Pansy let out a dark chuckle, "Do you really think we learned any more than you did? She was an abomination of a teacher. You lot had your Slytherin Exclusion Club, but we had to fend for ourselves, like usual. Is it any wonder to you that some of us used the fact our families are aligned with the Dark Lord just to scrape by in our O.W.L.s? Most of us are older now and seeing our parents licking the boots of anyone is disturbing."

"Malfoy seems to like his father well enough, and he's the chief Death Eater," Ginny retorted.

"Malfoy's father is now going to Azkaban for the rest of his life for trying to kill us. Also, Draco's a fucking idiot about his hero-worship of his father. It's a wonder Narcissa didn't just poison Lucius years ago honestly," Pansy said flippantly.

"Is that what you think?" Ginny asked, appalled.

"Yes," Pansy said calmly. "To save her son from growing up to become a bootlicker, to a fucking half-blood no less. You know what they say about Slytherins regarding 'means and ends."

Ginny shuddered at the type of mentality that would generate murder as a legitimate solution. But then again, she couldn't help but feel so relieved when Pansy fired that Avada Kedavra into her own father. Pansy killed her own father. For Luna. It was just too much to wrap her head around. Ginny would have to bring it up in her next session with her new therapist Fleur Delacour. "I had him in my head you know, Tom. Lord Voldemort."

Pansy looked up from Luna's sleeping form to meet the fierce doe eyes of the youngest Weasley. "I didn't know that. When?"

"Chamber of Secrets. He possessed me with a diary he enchanted when he was about your age actually," Ginny said softly. If somebody were to tie her to a chair and ask her why the hell she was suddenly confiding in Pansy Parkinson 'the Queen of Slytherin' no less, she would have no satisfying answers for them.

"Damn," Pansy whispered. She looked back to Luna, who shifted slightly in her sleep, but remained firmly in the world of dreams. "You're brave, for telling me. Hell, for telling anyone."

"Well, he's dead now." Ginny said. As if that were an answer. She looked up at Pansy, who was still looking down at Luna with something intense but undefined in her gaze. Ginny let out a small chuckle before rising to her feet. "Well, I have an appointment I need to go to in ten minutes.

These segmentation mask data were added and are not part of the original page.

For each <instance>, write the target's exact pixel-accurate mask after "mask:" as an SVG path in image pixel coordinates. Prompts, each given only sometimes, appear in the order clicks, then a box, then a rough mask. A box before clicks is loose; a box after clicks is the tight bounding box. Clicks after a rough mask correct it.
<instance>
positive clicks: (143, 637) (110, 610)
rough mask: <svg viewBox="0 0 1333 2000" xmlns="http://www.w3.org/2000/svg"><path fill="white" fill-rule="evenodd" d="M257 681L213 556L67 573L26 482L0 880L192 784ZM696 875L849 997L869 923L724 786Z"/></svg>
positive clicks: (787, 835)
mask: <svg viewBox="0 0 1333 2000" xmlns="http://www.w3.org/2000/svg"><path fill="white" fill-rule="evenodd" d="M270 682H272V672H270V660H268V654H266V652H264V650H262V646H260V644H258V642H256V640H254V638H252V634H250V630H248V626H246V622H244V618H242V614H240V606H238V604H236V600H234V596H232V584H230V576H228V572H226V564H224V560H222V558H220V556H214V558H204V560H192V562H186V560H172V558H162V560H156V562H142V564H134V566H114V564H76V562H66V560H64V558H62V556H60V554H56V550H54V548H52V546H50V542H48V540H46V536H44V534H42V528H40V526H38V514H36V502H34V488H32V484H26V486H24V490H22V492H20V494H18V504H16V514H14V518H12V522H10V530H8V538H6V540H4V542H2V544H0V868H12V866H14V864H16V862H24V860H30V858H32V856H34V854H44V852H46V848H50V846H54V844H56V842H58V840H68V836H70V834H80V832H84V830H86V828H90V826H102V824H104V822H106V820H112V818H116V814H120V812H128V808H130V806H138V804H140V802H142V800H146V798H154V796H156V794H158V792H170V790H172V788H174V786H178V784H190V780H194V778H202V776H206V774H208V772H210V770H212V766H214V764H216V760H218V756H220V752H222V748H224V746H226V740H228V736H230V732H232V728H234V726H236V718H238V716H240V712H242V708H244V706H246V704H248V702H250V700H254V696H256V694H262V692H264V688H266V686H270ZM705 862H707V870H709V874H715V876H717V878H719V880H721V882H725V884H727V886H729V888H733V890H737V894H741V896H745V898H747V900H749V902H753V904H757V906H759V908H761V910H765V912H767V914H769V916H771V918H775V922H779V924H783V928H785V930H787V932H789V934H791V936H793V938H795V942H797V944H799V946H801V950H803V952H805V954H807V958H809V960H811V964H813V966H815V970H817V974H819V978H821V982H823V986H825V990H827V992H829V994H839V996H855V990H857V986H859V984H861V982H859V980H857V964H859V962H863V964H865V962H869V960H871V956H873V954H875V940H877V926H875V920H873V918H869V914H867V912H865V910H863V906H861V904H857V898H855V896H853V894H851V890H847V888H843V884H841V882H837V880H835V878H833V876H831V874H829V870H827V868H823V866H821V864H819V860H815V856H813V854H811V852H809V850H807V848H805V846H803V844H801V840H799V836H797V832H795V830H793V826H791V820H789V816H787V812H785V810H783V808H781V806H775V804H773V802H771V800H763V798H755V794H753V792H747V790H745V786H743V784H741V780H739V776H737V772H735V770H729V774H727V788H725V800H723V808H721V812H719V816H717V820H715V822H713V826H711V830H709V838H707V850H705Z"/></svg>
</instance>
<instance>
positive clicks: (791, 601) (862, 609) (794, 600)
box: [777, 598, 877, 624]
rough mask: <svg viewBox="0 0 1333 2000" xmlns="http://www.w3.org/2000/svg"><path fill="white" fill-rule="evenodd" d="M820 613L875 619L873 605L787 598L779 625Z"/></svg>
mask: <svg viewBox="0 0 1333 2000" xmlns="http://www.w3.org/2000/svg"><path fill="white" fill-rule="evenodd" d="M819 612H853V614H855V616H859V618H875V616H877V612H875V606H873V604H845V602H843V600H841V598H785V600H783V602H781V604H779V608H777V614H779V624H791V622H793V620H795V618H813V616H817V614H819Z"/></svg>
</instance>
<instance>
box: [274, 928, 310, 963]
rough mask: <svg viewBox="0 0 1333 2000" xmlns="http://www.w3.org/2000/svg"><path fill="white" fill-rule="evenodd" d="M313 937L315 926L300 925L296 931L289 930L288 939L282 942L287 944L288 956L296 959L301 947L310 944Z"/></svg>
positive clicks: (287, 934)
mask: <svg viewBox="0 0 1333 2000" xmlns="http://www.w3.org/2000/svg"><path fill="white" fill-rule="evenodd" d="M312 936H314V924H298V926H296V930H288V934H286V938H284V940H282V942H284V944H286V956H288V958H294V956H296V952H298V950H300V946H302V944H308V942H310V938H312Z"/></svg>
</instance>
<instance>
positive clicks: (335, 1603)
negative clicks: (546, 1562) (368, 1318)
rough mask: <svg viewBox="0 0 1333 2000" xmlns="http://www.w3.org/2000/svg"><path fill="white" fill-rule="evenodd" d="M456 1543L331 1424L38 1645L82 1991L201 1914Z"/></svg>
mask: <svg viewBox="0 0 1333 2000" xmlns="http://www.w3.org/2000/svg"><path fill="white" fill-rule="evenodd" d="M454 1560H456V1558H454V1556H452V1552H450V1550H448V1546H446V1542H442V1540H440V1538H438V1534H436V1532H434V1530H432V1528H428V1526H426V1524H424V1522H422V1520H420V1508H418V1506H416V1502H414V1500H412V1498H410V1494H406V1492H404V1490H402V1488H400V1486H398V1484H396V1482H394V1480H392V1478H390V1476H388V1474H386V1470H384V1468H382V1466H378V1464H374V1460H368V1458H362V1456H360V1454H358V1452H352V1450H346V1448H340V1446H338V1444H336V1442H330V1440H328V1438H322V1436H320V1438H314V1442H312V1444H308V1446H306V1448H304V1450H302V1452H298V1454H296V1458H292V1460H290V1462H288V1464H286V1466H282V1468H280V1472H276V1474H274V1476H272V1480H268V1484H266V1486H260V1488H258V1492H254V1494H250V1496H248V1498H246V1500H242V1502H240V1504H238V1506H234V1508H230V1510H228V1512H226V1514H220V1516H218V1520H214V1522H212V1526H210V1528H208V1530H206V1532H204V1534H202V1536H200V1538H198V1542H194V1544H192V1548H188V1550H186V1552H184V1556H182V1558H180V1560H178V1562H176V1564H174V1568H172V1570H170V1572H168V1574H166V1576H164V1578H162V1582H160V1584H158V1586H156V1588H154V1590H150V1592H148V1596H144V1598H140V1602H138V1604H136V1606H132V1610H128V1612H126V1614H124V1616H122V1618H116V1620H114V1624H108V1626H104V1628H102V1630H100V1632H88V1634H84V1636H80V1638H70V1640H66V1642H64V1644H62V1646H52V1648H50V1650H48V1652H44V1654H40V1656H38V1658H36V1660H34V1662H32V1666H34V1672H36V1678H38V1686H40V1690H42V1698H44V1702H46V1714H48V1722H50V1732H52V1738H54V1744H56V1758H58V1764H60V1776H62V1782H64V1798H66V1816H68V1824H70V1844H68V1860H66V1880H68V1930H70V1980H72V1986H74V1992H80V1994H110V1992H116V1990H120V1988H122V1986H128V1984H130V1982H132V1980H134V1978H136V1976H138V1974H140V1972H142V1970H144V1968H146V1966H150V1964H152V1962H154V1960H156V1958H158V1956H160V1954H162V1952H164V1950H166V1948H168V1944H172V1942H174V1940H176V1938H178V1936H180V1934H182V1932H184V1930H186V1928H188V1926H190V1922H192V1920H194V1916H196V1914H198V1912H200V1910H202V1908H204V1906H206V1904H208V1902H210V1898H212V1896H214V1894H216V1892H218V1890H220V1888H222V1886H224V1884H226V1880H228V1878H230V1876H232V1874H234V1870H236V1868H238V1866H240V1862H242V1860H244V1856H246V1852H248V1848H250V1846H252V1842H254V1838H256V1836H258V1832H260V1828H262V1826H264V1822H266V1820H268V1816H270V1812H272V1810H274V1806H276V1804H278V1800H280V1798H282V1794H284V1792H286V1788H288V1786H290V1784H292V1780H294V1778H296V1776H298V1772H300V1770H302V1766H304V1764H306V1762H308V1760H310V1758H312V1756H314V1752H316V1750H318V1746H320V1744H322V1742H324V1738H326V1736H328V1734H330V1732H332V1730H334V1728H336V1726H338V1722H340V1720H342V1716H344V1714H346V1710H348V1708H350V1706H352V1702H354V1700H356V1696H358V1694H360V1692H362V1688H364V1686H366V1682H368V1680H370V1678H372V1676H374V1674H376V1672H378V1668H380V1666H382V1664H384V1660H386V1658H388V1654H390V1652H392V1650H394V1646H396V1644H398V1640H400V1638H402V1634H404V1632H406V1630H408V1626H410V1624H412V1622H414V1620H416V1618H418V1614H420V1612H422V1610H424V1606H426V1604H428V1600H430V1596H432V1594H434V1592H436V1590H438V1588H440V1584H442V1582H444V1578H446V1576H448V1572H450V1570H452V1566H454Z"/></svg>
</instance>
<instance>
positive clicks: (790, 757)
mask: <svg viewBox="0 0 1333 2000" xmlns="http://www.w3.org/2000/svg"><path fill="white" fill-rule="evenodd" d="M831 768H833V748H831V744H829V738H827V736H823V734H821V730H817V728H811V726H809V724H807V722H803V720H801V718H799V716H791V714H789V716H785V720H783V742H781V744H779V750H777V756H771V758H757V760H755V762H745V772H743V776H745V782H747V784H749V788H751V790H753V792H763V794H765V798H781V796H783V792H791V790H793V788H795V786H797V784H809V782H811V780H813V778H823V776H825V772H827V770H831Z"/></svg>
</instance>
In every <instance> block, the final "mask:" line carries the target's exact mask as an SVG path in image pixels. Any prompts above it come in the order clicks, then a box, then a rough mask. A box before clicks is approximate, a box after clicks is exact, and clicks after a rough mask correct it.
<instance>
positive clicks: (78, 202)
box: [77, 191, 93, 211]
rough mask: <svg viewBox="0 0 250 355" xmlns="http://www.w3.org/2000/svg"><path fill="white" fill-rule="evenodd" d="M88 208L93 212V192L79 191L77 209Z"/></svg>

I'll leave Luna in your hands."

"Oh, alright," Pansy said with a little surprise.

"I don't know why she saved you, but you damn well make it up to her somehow, you hear me?" Ginny said firmly. It wasn't an accusation exactly, but Pansy flinched all the same before fortifying herself

"I think I'll spend most of the rest of my life doing exactly that Ginny," Pansy met Ginny's gaze with an intensity the Weasley had never seen from the Slytherin girl before.